Si aceptamos, como Scheler, la existencia de valores objetivos, entonces habrá que tomarse muy en serio el debate, pues la comunidad que elija proteger los más altos valores, sin duda, será mejor y más humana. Ahora bien, como ya descubrieron en la Grecia clásica, está bien tener las mejores leyes, pero es todavía mejor tener leyes que se cumplen.

El valor de la ley consiste, precisamente, en que es el único sustituto posible para la guerra que destruye todo valor, también el de lo político.

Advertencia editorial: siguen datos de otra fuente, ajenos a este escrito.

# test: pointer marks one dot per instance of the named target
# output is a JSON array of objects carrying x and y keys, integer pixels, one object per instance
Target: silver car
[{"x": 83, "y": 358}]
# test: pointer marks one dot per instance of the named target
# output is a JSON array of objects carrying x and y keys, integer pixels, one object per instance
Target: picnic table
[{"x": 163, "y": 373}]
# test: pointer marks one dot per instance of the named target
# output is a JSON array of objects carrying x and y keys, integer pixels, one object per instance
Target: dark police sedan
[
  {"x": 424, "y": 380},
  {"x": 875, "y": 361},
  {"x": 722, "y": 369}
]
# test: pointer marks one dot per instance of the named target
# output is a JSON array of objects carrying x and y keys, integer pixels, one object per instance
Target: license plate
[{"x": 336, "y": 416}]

Otro tema será ver si todo valor es susceptible de ser “valorado” (valga la redundancia) desde el plano de lo político o si la democracia debe tener unos límites para no anular a la persona ¿Hasta dónde tiene derecho la comunidad a decidir sobre la persona y su conciencia? ¿Qué esfuerzo es legítimo reclamar al ciudadano por el bien del grupo? Son preguntas fundamentales que nos recuerdan –a modo de anécdota– que hubo un día unos cuantos españolitos que decidieron “democráticamente” la inexistencia de Dios.

Despreciar lo político, desobedecer la ley, abrir la puerta al enfrentamiento, no contribuirá echar a los corruptos y a los “banqueros”, no se engañen. El valor de lo político consiste precisamente en que es el único sustituto posible de la guerra.